Disputa pelo Senado em 2006

Já em 2006, a disputa pela vaga cearense no Senado Federal reeditou o pleito de 2004 para a Prefeitura de Fortaleza. Dois políticos experientes, derrotados na disputa municipal para Luizianne Lins (PT), travaram uma corrida rumo ao Congresso. Inácio Arruda (PCdoB) contou com apoio de nomes de peso nacionalmente, entre eles o presidente Lula. O então candidato a governador Cid Gomes também fazia uma campanha casada com a de Inácio Arruda.

Já o adversário mais competitivo do comunista era Moroni Torgan (à época, PFL). Aproveitando a popularidade de disputar o segundo turno em Fortaleza dois anos antes, o político também contou com apoio do então governador, Lúcio Alcântara, e do então candidato a presidente Geraldo Alckmin. Contudo, Inácio se saiu melhor e foi eleito com 52,25% de apoio do eleitorado.

Primeiro mandato de Tasso e a primeira mulher senadora

Quatro anos antes, em 2002, a disputa pelas duas vagas terminou com a eleição de Tasso Jereissati e Patrícia Saboya. O tucano encerrava o mandato como governador e seguiu direto para a cadeira no Congresso Nacional. À época, o cearense chegou a ser pré-candidato à Presidência da República e detinha grande influência nacionalmente. 
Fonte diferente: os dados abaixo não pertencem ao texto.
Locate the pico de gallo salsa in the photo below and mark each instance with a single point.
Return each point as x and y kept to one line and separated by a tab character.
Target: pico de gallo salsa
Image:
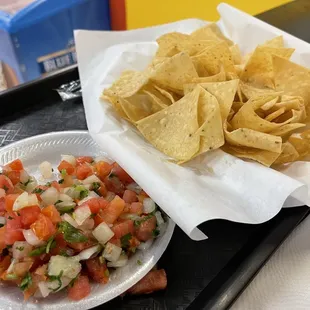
85	218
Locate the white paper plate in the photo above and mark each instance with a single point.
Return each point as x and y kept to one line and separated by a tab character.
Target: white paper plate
32	152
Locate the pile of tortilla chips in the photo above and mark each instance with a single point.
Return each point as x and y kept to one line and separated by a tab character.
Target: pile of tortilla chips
199	94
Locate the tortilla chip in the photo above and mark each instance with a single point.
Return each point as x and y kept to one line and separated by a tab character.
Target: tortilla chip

Patrícia Saboya foi a primeira mulher eleita senadora pelo Ceará
Legenda: Patrícia Saboya foi a primeira mulher eleita senadora pelo Ceará
Foto: José Cruz/Senado Federal

O tucano foi eleito para o Senado com 31,52% dos votos. Patrícia Saboya travou uma disputa acirrada pelo primeiro lugar no pleito, chegando a 30,67% de apoio do eleitorado. Ela acumulava experiência como vereadora de Fortaleza e deputada estadual no Ceará. Ela também havia sido primeira-dama do Estado e da Capital durante as gestões do seu então marido, Ciro Gomes. Em 2002, Patrícia fez uma campanha alinhada ao político, que disputou a Presidência da República. Diferentemente de Ciro, Patrícia foi eleita, tornando-se a primeira mulher senadora do Estado.